Fennel is a beneficial food for my Type A husband. It is neutral for Type O me, though it is a frequent neutral in some of Dr. D’s books about targeted conditions. I remember looking at it when I first went on the BTD, and not buying it because I had no idea what to do with it.
Fennel turned up in the box from the organic farm. My vegetable guide seemed to treat it as a condiment more that a vegetable in its own right. The book suggested adding chopped fennel to salads.

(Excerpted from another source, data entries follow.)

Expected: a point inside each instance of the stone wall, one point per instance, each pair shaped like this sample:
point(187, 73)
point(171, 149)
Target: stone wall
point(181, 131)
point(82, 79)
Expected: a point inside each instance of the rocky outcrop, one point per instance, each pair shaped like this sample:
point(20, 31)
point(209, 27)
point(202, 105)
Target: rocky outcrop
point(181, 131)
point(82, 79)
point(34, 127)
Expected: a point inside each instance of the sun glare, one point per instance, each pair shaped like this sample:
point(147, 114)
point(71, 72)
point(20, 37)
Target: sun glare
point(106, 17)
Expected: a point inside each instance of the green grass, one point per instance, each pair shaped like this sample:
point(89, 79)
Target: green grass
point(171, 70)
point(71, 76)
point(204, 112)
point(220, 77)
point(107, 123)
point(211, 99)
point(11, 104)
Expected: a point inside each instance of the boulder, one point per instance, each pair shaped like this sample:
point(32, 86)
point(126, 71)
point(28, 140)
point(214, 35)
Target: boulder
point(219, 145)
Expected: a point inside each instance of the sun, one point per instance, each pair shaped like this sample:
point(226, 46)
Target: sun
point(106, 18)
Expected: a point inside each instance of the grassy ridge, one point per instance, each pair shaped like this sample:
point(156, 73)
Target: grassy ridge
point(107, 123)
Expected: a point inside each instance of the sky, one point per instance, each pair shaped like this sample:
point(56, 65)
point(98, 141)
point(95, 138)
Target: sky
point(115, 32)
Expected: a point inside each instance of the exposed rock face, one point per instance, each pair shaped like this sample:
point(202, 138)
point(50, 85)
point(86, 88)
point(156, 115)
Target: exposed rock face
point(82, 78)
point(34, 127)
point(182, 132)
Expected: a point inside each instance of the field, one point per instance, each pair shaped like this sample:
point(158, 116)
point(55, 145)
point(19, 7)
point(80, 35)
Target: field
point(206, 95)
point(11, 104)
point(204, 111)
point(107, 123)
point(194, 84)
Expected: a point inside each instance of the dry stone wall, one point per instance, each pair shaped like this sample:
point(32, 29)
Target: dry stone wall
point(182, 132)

Unfortunately about the time the fennel arrived, my Honorable Husband had one of his periodic digestive system setbacks. If you have followed my blog for long, you know that about two years ago he had what the doctor thought was a diverticulitis attack. The strong antibiotics they used to treat the infection left his digestive system in a fragile state. I have learned to control it, and when an attack starts I know what to do to stop it within a few days. But what starts an attack continues to elude us. One of the current theories is that it has to do with too many raw vegetables. I know that switching him to cooked vegetables is part of the healing process.
All of that to say that we couldn’t experiment with raw fennel. The vegetable guide also spoke of sautéing fennel and adding it as a topping to meats or a garnish to cooked vegetables.
I remember cutting into the fennel for the first time. What a delightful aroma. It reminded me of licorice.
I chopped it and cooked it in light olive oil. I liked it on every food I tried it on. I really liked in mixed in a bowl of meat and vegetables. It blended equally well with beef, chicken, and fish.
Fennel is an interesting and tasty food that I wouldn’t have tried without the organic garden box. I hope they send me some more soon.